Always at the forefront in presenting new music to listeners, Naxos has released Ellis Island: The Dream of America by Peter Boyer just three years after its 2002 premiere. It is a tone poem for seven actors and orchestra. The actors read texts from the Ellis Island Oral History Project, the thoughts and hopes of immigrants whose first landing in the United States was at Ellis Island. Their greeter was the Statue of Liberty.
Most of the words here tell of bad times before leaving for American shores, some talk of the voyage over, most are full of hope for freedom. Some might dismiss the music that surrounds and supports the narration as "movie music," but I feel it is singularly well suited to the task at hand and perfectly integrated with the texts. This work is thoroughly American, and totally accessible to any listener. There is surely nothing wrong with that! Moreover, it could serve as a focal point for a town celebration. The local orchestra could get together with the resident amateur theater group for a presentation that would have real meaning to an entire community.

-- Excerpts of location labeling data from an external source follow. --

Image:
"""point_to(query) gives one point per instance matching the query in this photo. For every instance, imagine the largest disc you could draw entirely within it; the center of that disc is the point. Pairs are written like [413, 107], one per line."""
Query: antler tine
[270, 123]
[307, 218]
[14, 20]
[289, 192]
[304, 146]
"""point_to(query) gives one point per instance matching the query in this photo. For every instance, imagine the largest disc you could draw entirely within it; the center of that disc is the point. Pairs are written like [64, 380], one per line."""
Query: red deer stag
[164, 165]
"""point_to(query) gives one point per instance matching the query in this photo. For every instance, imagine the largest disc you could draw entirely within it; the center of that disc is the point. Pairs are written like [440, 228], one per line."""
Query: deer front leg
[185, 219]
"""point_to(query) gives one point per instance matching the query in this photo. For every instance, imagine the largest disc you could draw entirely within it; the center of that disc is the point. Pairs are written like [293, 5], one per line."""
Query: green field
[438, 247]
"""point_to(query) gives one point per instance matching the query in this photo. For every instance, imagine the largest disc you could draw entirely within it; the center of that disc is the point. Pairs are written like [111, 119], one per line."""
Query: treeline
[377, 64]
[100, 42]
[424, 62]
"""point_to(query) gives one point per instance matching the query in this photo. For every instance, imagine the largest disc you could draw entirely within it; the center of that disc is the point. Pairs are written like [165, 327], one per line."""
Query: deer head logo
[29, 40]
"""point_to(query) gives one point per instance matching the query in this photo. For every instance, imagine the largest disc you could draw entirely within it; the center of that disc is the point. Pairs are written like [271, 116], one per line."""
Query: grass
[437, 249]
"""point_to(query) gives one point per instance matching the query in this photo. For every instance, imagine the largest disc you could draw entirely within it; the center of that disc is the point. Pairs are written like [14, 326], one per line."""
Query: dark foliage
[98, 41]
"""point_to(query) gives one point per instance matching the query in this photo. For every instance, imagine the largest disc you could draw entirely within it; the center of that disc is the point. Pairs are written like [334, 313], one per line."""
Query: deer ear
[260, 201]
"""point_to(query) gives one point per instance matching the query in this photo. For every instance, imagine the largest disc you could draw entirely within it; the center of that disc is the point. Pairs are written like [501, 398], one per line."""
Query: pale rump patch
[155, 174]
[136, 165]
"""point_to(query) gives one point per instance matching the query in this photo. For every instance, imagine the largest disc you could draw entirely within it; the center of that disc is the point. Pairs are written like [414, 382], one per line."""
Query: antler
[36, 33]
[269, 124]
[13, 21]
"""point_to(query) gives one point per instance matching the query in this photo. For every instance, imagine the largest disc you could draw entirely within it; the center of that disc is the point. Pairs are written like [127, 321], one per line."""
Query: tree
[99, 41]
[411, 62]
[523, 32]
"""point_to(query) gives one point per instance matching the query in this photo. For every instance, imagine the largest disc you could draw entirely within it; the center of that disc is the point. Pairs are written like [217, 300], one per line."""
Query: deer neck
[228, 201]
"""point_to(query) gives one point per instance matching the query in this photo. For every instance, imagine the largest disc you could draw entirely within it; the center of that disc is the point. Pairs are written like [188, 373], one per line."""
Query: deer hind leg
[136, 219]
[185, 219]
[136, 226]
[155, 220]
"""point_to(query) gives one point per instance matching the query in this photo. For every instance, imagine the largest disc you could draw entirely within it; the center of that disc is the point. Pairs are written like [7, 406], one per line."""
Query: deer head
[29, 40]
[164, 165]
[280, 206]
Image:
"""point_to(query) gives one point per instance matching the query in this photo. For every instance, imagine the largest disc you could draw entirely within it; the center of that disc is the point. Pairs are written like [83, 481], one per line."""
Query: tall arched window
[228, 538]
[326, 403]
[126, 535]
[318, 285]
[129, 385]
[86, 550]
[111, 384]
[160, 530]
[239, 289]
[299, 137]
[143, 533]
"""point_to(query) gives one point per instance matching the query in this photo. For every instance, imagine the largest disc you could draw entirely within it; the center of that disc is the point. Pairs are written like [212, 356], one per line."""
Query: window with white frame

On this recording, famous actors take the "roles" of the immigrants, and all of them are first-rate. Martin Charmin directed and strikes just the right balance between narration and acting. There is drama and sincerity, but no one goes over the top. The orchestra plays with passion and precision for composer Boyer, who turns out to be a good maestro. Considering that the voices and orchestra were recorded on separate sides of the Atlantic, the recording sounds amazingly integrated and well balanced.